The M.I.T. professor added that about 30 percent of the collapse energy was expended rupturing the materials of the building, while the rest was converted into the kinetic energy of the falling mass. The huge gray dust clouds that covered lower Manhattan after the collapse were probably formed when the concrete floors were pulverized in the fall and then jetted into the surrounding neighborhood. "Of the kinetic energy impacting the ground, only 0.1 percent was converted to seismic energy," he stated. "Each event created a (modest-sized) magnitude 2 earthquake, as monitored at Columbia University's Lamont-Doherty Observatory, which is located about 30 kilometers away from New York City." Kausel concluded that the "the largest share of the kinetic energy was converted to heat, material rupture and deformation of the ground below."
Despite the expert panel's preliminary musings on the failure mechanisms responsible for the twin towers' fall, the definitive cause has yet to be determined. Reportedly, the National Science Foundation has funded eight research projects to probe the WTC catastrophe. The American Society of Civil Engineers is sponsoring several studies of the site. Meanwhile the Structural Engineering Institute of the American Society of Structural Engineers has established an investigative team to analyze the disaster and learn from the failure. W. Gene Corley, senior vice president of the Construction Technology Laboratory in Skokie, Ill., is said to be heading the ASSE study team through its initial phase of data gathering, and then William Baker, a structural engineer at the Chicago-based firm of Skidmore Owings & Merrill in Chicago, will lead the following analysis phase. The Structural Engineering Institute is to partner with the American Institute of Steel Construction, the National Fire Protection Association and the Society of Fire Protection Engineers. The Federal Emergency Management Agency has been invited to join as well.
How the Towers Fell
Given the lack of firm conclusions regarding how the collapses occurred, the M.I.T. panel participants asked their audience to consider various theories they put forth. In general, it was agreed that as the structure warped and weakened at the top of each tower, the frame, along with the concrete slabs, furniture, file cabinets and other materials, became an enormous consolidated weight that eventually crushed the lower portions of the structure below. The details of how the frame members failed remain under contention.
Professor Connor's theory focused on weaknesses in how the vertical and horizontal structural members were tied together. During construction, he explained, each prefabricated floor system was lifted into place by a crane and "supported at the ends like a hinge, where they were bolted and welded to the inner and outer framing tubes" so that part of the gravity load went through the core and the other part through the exterior structure. "The floor trusses sat on beams and were tied down so the core was locked to the exterior," he said. "It was an unusual system and very lightweight. If you lose the connection between them, however, you lose the ability to carry the floor loads and allow the floors to slide back and forth under stress. If a damaged floor system were to fall, it would break the end connections in the lower floors and down and down the floors would go."

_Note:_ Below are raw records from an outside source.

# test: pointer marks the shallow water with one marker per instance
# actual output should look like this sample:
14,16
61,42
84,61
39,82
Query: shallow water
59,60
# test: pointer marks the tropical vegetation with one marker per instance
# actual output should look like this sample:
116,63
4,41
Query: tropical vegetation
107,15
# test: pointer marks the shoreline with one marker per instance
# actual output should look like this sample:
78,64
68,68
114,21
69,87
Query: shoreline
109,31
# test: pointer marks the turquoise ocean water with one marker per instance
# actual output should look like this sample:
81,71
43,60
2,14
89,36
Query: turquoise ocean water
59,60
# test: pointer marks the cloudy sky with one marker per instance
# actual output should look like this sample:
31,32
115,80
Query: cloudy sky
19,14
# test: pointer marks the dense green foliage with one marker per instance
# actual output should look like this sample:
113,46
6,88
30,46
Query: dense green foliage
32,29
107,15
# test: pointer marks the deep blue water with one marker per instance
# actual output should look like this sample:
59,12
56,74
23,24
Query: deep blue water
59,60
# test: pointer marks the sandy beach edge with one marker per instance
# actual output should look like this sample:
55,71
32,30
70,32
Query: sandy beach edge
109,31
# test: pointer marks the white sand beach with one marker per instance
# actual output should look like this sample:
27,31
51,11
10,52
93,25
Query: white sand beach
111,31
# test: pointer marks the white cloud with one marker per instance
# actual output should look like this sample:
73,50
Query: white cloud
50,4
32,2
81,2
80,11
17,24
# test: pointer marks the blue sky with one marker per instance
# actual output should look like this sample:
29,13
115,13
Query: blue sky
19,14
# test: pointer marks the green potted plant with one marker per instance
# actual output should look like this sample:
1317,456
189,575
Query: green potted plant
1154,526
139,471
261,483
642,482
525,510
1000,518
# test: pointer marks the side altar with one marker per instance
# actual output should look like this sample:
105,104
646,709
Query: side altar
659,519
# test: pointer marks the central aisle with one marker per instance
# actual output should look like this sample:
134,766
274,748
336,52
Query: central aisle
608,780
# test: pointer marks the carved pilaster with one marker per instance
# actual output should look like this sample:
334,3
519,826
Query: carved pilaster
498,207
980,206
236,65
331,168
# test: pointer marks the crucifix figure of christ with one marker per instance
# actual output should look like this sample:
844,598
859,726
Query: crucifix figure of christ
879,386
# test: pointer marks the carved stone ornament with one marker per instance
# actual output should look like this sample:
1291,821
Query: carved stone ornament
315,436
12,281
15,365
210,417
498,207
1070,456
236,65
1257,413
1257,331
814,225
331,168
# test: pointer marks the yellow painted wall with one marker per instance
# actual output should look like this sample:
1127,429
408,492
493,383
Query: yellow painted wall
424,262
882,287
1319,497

"In my theory, the hot fire weakened the supporting joint connection," Connor continued. "When it broke, one end of a floor fell, damaging the floor system underneath, while simultaneously tugging (pulling) the vertical members to which it was still attached toward the center of the building and down." This phenomenon started a parasitic process that accelerated until total failure and the structure fell in on itself, he said.